Darmstadt/gc. Nach Ansicht der Initiative Nachrichtenaufklärung (INA) wurden auch im Jahr 2008 wieder wichtige Themen von den deutschen Medien nicht aufgegriffen. Am Dienstag, 17. Februar, wählte die Jury der INA in Darmstadt die Rangliste der
wichtigsten von den Medien vernachlässigten Themen und Nachrichten des vergangenen Jahres. Die zehn Top-Themen im Einzelnen:

1.
»Zu viele Straftäter in der Psychiatrie«
Immer mehr Straftäter müssen ihre Strafe in der Psychiatrie verbüßen. Das liegt nicht an einem Anstieg psychisch kranker Angeklagter, sondern an einer veränderten Spruchpraxis der Richter. Entsprechend steigt die Zahl zweifelhafter Einweisungen. Gleichzeitig sind die Hürden für die Entlassung aus dem so genannten Maßregelvollzug gesetzlich erhöht worden – was nach spektakulären Einzelfällen auch medial eingefordert wurde. Die Verurteilten kommen somit schnell in die Forensik hinein und schwer wieder heraus.
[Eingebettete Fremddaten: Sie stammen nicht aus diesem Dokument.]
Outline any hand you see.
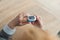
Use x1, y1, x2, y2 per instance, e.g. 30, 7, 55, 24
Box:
8, 13, 28, 29
31, 16, 42, 28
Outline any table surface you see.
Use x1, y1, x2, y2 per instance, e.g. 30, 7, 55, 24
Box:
0, 0, 60, 39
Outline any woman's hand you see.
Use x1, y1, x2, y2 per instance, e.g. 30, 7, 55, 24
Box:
31, 16, 42, 28
8, 13, 28, 29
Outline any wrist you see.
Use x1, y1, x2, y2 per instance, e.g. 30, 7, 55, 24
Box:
8, 23, 15, 29
3, 25, 16, 35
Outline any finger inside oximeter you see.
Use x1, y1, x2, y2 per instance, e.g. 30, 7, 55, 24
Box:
28, 16, 36, 22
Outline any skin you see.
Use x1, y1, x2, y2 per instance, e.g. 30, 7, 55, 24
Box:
8, 13, 41, 29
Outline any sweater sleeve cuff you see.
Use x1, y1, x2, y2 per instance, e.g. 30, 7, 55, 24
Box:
3, 25, 16, 35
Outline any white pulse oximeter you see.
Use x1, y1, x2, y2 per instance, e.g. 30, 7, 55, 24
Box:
27, 16, 36, 22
Für diese veränderte Gefangenenunterbringung zahlt der Staat rund 700 Millionen Euro zusätzlich. Über diese Entwicklung zu berichten bedeutet, Täter auch als Opfer darzustellen. Davor scheuen sich deutsche Medien offenbar.

2.
»Pharmaindustrie unterwandert Patienten-Blogs«
In Blogs und Foren von Patientenorganisationen wirbt die Pharmaindustrie verdeckt für ihre Produkte. PR-Mitarbeiter melden sich dort als Betroffene an und berichten von ihren guten Erfahrungen mit den Medikamenten ihrer Auftraggeber. Für echte Patienten ist dies nicht transparent. Obwohl das Sponsoring von Selbsthilfegruppen vor einigen Jahren Medienthema war, wird diese neue Dimension von schmutzigem Marketing nicht thematisiert.

3.
»Kupferbelastung der Umwelt durch ersetzbare Bremsbeläge«
Bremsbeläge von Kraftfahrzeugen verursachen laut einer Studie des Frauenhofer-Instituts zu hohe Kupferkonzentrationen in deutschen Gewässern und Böden. Von dem Schwermetall gelangt mehr in Gewässer, als die Zielvorgaben der Bund-/Länder-Arbeitsgemeinschaft Wasser (LAWA) erlauben. Auch Böden sind betroffen. Die Werte für Kupfer wurden 2005 an 60 Prozent der Messstellen überschritten. Den größten Teil der Einträge macht der Abrieb von Bremsbelägen aus. Das ist vermeidbar: Längst sind kupferfreie Bremsbeläge auf dem Markt, die wegen eines etwas höheren Preises nicht verwendet werden. Da das Thema überhaupt nicht medial präsent ist, kann von keiner gesellschaftlichen Gruppe auf die Gefahr hingewiesen werden. Auch die Alternativen sind der Öffentlichkeit nicht bekannt.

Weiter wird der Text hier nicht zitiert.